Shirky has some extremely interesting points of view to add to our perceptions of technology in his article, “Why Clay Shirky Banned Laptops, Tablets, and Phones from His Classrooms”.

Here, Shirky makes a move in his classrooms that may have been the last step we would have ever expected him to make. He actually bans the use of technology (by students) in his technology classes.

In this article, Shirky explains his train of thought by first providing his reasons for allowing the use of technology during classes. One of these reasons is that he saw it as a challenge to be more interesting than the students’ devices. He then discusses his reasonings for wanting to tell students that technology was “banned unless required”.

Shirky makes some pretty strong statements about his ideas on multi-tasking. He states things such as: “We’ve known for some time that multi-tasking is bad for the quality of cognitive work, and is especially punishing of the kind of cognitive work we ask of college students.…even when multi-tasking doesn’t significantly degrade immediate performance, it can have negative long-term effects on ‘declarative memory,’ the kind of focused recall that lets people characterize and use what they learned from earlier studying” (refer to link).

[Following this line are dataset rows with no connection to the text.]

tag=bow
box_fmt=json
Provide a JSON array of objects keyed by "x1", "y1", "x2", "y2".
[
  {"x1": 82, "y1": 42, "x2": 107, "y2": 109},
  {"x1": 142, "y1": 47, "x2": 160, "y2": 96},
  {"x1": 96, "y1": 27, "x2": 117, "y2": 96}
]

Shirky also states that people “often start multi-tasking because they believe it will help them get more done. Those gains never materialize; instead, efficiency is degraded” (refer to link). He then goes on to argue that “multi-tasking doesn’t even exercise task-switching as a skill”.

On top of all of this, Shirky is adamant that the new devices have such attention grasping (maybe stealing is more appropriate here) features that students can’t help but to be distracted by. He elaborates this by stating,”interfaces provide an extraordinary array of attention-getting devices…[that] humans are incapable of ignoring…[due to a] visual alert in your immediate peripheral vision, it is — really, actually, biologically — impossible to resist” (refer to link).

What are your thoughts on the use of technology by students in the classroom?

Compare Shirky’s views on multi-tasking with your own. Which do you think is more accurate and why?

Do you agree that humans are biologically incapable of ignoring visual or audial features on their devices? Explain.